What is the difference between a 16-hour and a 36-hour fast?

A 16-hour fast delivers reliable fat burning and early ketosis and can be done daily — the most common intermittent fasting protocol. A 36-hour fast delivers deep ketosis with a significant hormone spike, the beginning of meaningful autophagy, and more substantial metabolic benefits, but requires electrolyte management and is typically done once or twice per week at most. A 72-hour fast adds peak autophagy and cellular renewal. Each level adds biological depth but requires more careful preparation.

Does fasting affect women differently than men?

Yes — significantly. Most early fasting research was conducted on men. Research shows that women who fast aggressively throughout their full monthly cycle can disrupt estrogen and progesterone production, leading to hormonal imbalance. Different phases of the menstrual cycle have different fasting tolerances: days 1–10 support longer fasts, while the ovulation window and luteal phase require shorter or no fasts. The Women's section above has the complete framework.

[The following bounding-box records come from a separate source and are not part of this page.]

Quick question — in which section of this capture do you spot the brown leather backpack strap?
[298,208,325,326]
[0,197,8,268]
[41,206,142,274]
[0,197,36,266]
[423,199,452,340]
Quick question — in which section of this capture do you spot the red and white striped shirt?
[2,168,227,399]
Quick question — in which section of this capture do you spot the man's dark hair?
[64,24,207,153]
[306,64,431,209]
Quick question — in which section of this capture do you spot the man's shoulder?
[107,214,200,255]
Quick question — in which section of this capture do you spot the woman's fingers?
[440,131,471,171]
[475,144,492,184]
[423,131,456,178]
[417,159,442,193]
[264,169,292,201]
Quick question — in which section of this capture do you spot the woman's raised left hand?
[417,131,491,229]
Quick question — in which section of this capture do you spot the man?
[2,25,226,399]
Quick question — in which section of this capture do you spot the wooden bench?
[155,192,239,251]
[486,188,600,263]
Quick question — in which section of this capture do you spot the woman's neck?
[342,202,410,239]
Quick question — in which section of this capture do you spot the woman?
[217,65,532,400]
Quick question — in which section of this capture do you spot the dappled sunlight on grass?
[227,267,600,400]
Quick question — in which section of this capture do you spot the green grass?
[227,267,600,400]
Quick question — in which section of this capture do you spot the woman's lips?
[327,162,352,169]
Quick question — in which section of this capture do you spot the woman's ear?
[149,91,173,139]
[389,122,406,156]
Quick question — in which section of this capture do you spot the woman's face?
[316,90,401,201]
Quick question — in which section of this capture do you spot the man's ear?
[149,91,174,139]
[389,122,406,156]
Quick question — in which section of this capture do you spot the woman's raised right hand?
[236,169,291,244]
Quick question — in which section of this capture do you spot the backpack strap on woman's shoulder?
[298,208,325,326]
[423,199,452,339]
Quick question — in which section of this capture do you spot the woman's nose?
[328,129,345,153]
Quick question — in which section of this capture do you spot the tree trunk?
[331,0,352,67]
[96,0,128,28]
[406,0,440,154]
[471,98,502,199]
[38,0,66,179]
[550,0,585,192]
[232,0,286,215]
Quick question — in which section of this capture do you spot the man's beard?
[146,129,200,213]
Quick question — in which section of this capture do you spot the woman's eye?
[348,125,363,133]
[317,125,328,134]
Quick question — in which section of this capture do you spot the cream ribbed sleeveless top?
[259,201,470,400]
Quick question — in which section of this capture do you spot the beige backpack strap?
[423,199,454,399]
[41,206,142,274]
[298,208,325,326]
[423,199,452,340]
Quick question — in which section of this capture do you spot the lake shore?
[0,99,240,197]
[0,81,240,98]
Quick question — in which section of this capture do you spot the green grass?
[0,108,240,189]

What are electrolytes and why do they matter during fasting?

Electrolytes are minerals — primarily sodium, potassium, and magnesium — that regulate critical body functions. When insulin drops during a fast, your kidneys excrete more sodium, and potassium and magnesium follow. This is why fasting headaches, muscle cramps, fatigue, and brain fog are almost always electrolyte depletion rather than hunger. A pinch of sea salt in water addresses sodium immediately. Most fasting discomfort that makes people quit is electrolyte-related and entirely preventable.

What is HGH and why does it increase during fasting?

Human Growth Hormone is produced by the pituitary gland and plays a key role in muscle preservation, fat metabolism, and cellular repair. During deep ketosis, it rises significantly above baseline — an evolutionary response to food scarcity that protects muscle while burning fat. This is one of the primary reasons extended fasting is more effective for body recomposition than simple caloric restriction: the hormonal environment actively preserves muscle while accelerating fat oxidation.

Can I exercise while fasting?

Yes. Light to moderate exercise — walking, Zone 2 cardio, yoga — pairs well with any phase of fasting. High-intensity exercise during the early phases is harder but manageable. During deep ketosis, energy typically stabilizes and exercise performance normalizes. Strength training during a fast is effective for body recomposition due to the elevated hormonal environment. Avoid heavy lifting during the metabolic valley at hours 13–17. Electrolytes are especially important during fasted exercise.

About this site — data sources and methodology

FastingPhases.com is an independent educational resource built on peer-reviewed research. Phase timings are derived from NCBI StatPearls, Endocrine Reviews (Oxford Academic), and published fasting research. Content reflects frameworks discussed publicly by Thomas DeLauer, Dr. Jason Fung, and Dr. Mindy Pelz — this site is not affiliated with, endorsed by, or sponsored by any of them. All phase timings are approximate and vary by individual metabolism, prior diet, activity level, and hormonal status. This site is for educational purposes only and is not a substitute for medical advice.